Though the reduction seems rather small, teachers will have significantly less to spend on consumables for their lessons. In the art department primarily, teachers fear the fee will greatly limit the amount of content they will be able to cover in their classes and the quality of work students will be able to produce. As the cost of art supplies continues to increase, the lost money has only become more important to their program.
The revisions to BVSD’s student fee policies also include a stricter limit on what money collected from students can be spent on. According to the BVSD JN policy, this includes books, technology, consumable materials, field trips, rentals, and certificate programs, as well as other optional miscellaneous items. The funds are not permitted to be transferred from year to year, nor saved to be spent on anything outside of what the fee was collected for.
Additionally, fees will not be organized per class, but as a fee for a specific category.

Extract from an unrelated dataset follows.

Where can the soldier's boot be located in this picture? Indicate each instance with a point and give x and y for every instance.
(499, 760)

Currently, there are around 42 fees for visual arts classes in BVSD. Art classes also rely on grants to help raise funding for their students. This money goes towards paying for consumable supplies, including things such as paint, ink, pens, markers, etc. They require a budget to pay for repairs to materials, too. Repair money might go towards fixing the kiln in pottery if it breaks, or repairing cameras, for example.
With the new JN Policy, though, art teachers are anxious they will not be able to fund these things. They will not be able to save a budget for major repairs when supplies break because fees cannot transfer from year to year.
Here is where uncertainty emerges, though. The school district has suggested that additional funding will be provided to art programs should they need it. There also may be an art warehouse that would house supplies that would be distributed to every art class. This would be handled by Academic Services, meaning art teachers would not have direct control over the supplies they need for specific projects.
None of this is certain though. BVSD has yet to create a specific plan for changes to art classes. The unknowns have made art teachers nervous about what might happen next year.
Students in art programs at Centaurus may have heard that art funding is being cut, or that there may be limited or cheap supplies in the coming year. While these are all possibilities, nothing has been officially decided.
It is important to recognize the ways that art classes especially are impacted by changes in budget such as this. As a program that relies heavily on consumables in its core curriculum, the new JN Policy will impact it more than other programs with set fees such as math or history.
But when indefinite information is spread, it can lead to anxiety about what is to come. Exaggerated, misinterpreted, or unconfirmed conclusions about what could happen are shared, and it becomes increasingly difficult to discern what is true.
When presented with information, be critical and consider where it comes from and why it is being shared.